El final del cuento nos remite, como el Ouroboros clásico, al principio, a la introducción donde se pregunta el autor: ¿Se es porque se piensa o porque se siente? Como el Hamlet shakesperiano, Marqués nos invita al soliloquio del ser y no ser sobre la naturaleza de nuestra existencia individual, pero sobre todo sobre la naturaleza de nuestra existencia colectiva. Pienso que hoy Marqués nos llama a salirnos de la monocromía valorativa que sigue imponiéndose desde las instancias del poder enroscado en San Juan, y nos llama a que luchemos contra el virus del olvido, que va destruyendo los bits de información de nuestro cerebro hasta dejarlo vacío. El proyecto es cruel e inteligente: borrar la memoria destruyendo las huellas físicas del pasado, para que no sepamos quiénes fuimos y no podamos decidir qué seremos. Las demoliciones de nuestro pasado continúan destruyendo nuestros pueblos y ciudades. Esta dejan los huecos vacíos en el alma urbana del país como cráteres abiertos en una guerra fratricida, que nos han vendido como una elección entre el progreso o la tradición. Ante tanta injuria, se pregunta uno si la solución final será destruir el istmo entre los dos continentes, si el fuego como principio filosófico de regeneración es la ruta correcta, tal y como concluyeron Inés y Emilia antes de quemar la casa de los soles truncos.

Bibliografía

Arrigoitía, Delma S. (2001) Eduardo Giorgetti y su mundo: la aparente paradoja de un millonario genio empresarial y su noble humanismo, San Juan: Ediciones Puerto.

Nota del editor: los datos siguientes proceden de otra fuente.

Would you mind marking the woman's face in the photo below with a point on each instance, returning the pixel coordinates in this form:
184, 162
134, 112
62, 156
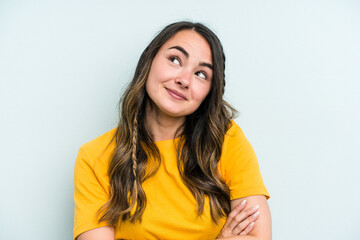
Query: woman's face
181, 74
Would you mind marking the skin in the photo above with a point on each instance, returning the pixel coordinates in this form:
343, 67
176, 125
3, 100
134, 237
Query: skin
179, 80
177, 72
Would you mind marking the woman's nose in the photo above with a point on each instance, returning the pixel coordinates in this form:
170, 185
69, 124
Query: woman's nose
183, 79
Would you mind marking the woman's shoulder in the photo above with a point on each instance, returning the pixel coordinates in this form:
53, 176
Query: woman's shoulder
234, 132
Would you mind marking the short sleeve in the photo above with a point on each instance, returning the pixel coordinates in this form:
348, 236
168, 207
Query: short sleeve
239, 166
90, 194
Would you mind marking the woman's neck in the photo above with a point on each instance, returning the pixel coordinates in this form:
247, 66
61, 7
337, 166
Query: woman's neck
162, 126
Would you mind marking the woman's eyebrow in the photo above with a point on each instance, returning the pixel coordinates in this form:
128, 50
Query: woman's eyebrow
187, 56
181, 50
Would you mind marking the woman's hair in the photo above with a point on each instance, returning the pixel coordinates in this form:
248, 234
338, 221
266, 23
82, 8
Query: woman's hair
136, 157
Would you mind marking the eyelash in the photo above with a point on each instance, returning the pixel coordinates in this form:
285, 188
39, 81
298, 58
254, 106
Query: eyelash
172, 58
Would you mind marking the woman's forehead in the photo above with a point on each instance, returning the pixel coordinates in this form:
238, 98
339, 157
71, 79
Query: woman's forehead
192, 42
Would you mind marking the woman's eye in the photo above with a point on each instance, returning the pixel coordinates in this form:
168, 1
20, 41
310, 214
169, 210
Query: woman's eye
175, 60
201, 75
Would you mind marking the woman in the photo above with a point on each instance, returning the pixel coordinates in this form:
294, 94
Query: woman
177, 166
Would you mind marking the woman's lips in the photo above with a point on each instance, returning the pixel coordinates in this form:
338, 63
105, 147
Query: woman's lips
176, 94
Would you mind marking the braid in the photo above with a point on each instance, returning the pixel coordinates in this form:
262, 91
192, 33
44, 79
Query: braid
134, 160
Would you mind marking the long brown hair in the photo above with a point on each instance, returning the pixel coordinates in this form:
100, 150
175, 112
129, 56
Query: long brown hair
137, 158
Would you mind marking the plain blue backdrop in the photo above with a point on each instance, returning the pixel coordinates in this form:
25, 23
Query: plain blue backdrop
292, 72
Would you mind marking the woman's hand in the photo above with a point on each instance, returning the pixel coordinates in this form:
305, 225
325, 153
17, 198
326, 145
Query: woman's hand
240, 221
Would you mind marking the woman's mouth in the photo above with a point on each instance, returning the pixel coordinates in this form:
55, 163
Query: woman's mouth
175, 94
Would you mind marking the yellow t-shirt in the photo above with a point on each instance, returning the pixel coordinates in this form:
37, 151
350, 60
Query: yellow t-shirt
171, 208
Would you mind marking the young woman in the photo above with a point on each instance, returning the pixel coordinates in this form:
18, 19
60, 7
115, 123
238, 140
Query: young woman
177, 166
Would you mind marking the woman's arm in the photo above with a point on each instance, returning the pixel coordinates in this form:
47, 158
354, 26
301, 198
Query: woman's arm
103, 233
262, 227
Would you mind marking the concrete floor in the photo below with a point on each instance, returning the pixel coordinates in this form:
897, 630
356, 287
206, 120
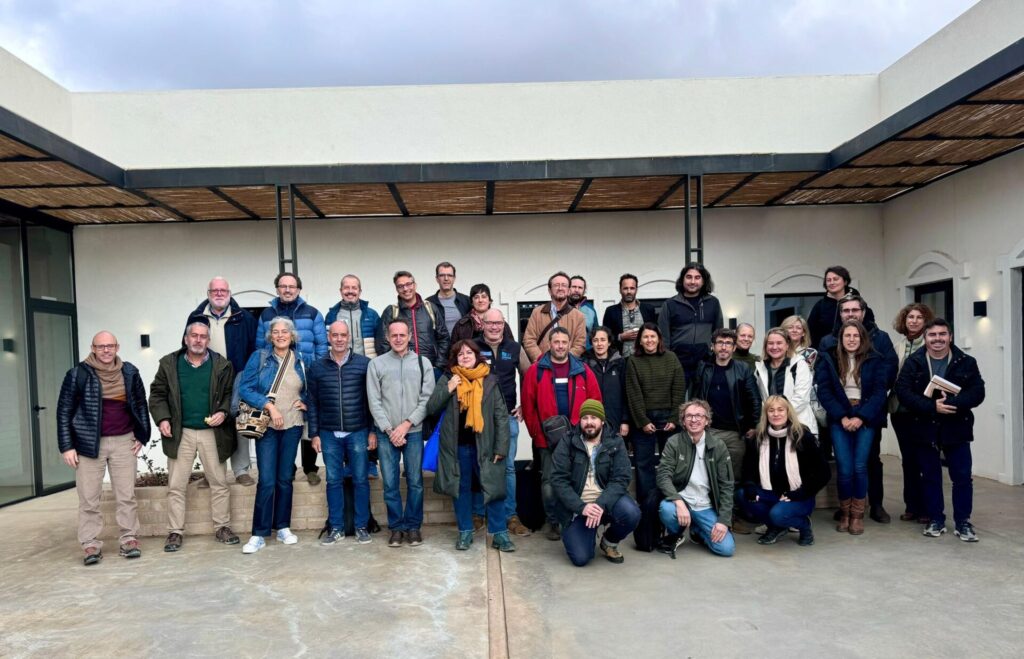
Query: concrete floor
890, 592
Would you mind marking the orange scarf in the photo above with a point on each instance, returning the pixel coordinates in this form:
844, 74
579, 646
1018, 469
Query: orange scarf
470, 393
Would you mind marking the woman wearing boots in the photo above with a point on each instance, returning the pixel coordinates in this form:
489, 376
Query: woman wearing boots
474, 442
782, 472
852, 389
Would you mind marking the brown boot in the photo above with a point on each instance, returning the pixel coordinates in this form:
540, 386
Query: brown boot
857, 517
844, 516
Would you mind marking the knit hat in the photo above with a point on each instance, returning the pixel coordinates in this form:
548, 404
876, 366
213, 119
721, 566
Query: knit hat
592, 407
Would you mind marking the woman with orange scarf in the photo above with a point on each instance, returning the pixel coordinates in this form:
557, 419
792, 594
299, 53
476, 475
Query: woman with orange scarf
474, 442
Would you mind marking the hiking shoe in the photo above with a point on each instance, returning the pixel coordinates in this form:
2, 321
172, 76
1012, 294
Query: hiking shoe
285, 536
226, 535
516, 527
92, 556
965, 531
254, 544
503, 542
464, 540
611, 553
129, 548
772, 535
173, 542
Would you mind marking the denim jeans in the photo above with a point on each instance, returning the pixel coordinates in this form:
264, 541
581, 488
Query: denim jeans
958, 463
509, 476
701, 522
469, 470
412, 518
340, 452
275, 457
852, 450
768, 510
579, 540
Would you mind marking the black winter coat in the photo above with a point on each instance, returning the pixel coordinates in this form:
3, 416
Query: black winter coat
930, 426
337, 395
80, 410
612, 472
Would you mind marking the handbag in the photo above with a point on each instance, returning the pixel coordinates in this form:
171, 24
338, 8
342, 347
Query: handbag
253, 422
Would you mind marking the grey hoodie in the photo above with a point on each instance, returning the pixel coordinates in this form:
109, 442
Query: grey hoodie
397, 388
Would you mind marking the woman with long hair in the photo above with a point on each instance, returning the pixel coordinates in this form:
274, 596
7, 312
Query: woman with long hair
909, 325
474, 442
851, 383
781, 473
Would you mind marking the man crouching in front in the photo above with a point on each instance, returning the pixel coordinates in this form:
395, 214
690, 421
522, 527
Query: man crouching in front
590, 476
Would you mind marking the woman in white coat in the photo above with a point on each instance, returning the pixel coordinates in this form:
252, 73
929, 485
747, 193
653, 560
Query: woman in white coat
780, 372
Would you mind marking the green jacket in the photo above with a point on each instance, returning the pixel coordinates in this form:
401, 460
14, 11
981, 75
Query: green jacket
165, 402
494, 440
677, 465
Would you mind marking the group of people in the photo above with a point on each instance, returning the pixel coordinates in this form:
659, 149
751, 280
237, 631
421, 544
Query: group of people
720, 439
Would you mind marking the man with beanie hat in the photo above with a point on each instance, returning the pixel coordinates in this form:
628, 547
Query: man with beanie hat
190, 401
591, 479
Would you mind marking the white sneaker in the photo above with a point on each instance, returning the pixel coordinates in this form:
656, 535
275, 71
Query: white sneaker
254, 544
285, 536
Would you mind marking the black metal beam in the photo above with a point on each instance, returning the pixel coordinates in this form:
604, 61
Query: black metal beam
580, 194
396, 195
238, 205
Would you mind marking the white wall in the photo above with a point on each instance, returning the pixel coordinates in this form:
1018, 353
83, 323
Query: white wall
970, 228
145, 278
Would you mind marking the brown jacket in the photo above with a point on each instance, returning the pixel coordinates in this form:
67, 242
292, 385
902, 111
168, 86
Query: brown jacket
573, 321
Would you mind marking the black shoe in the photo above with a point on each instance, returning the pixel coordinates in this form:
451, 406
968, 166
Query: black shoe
880, 515
772, 535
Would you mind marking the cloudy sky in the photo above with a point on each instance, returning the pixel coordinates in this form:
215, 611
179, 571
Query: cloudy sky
97, 45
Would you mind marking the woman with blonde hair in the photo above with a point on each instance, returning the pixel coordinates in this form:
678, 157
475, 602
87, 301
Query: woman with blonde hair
782, 472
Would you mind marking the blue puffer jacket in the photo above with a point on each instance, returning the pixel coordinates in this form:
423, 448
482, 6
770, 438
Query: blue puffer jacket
871, 408
308, 321
338, 395
256, 382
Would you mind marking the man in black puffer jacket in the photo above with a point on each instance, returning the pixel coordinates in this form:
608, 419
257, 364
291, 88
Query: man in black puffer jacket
339, 427
102, 423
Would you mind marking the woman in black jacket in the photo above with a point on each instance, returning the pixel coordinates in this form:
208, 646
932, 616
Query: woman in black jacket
783, 469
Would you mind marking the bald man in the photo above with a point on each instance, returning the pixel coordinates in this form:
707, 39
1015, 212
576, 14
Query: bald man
102, 423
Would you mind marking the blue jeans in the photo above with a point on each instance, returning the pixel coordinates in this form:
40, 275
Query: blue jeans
579, 540
412, 518
701, 521
768, 510
275, 457
509, 476
958, 462
469, 469
340, 452
851, 450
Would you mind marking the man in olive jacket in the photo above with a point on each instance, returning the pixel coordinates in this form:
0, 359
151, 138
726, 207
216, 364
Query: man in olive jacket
591, 479
695, 476
190, 400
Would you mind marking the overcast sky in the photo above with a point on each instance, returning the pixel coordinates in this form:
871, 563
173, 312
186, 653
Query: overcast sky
99, 45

Marvel, Thomas S. (1994). Antonin Nechodoma: Architect 1877-1928, The Prairie School in the Caribbean. University Press of Florida.

Marqués, René, (1975) Ese mosaico fresco sobre aquel mosaico antiguo, Río Piedras: Editorial Cultural.

Rigau, Jorge. (1992) Puerto Rico 1900. Nueva York: Rizzoli.

Vivoni, Enrique. (1989). Antonin Nechodoma: umbral para una nueva arquitectura caribeña. San Juan: Archivo de Arquitectura y Construcción de la Universidad de Puerto Rico.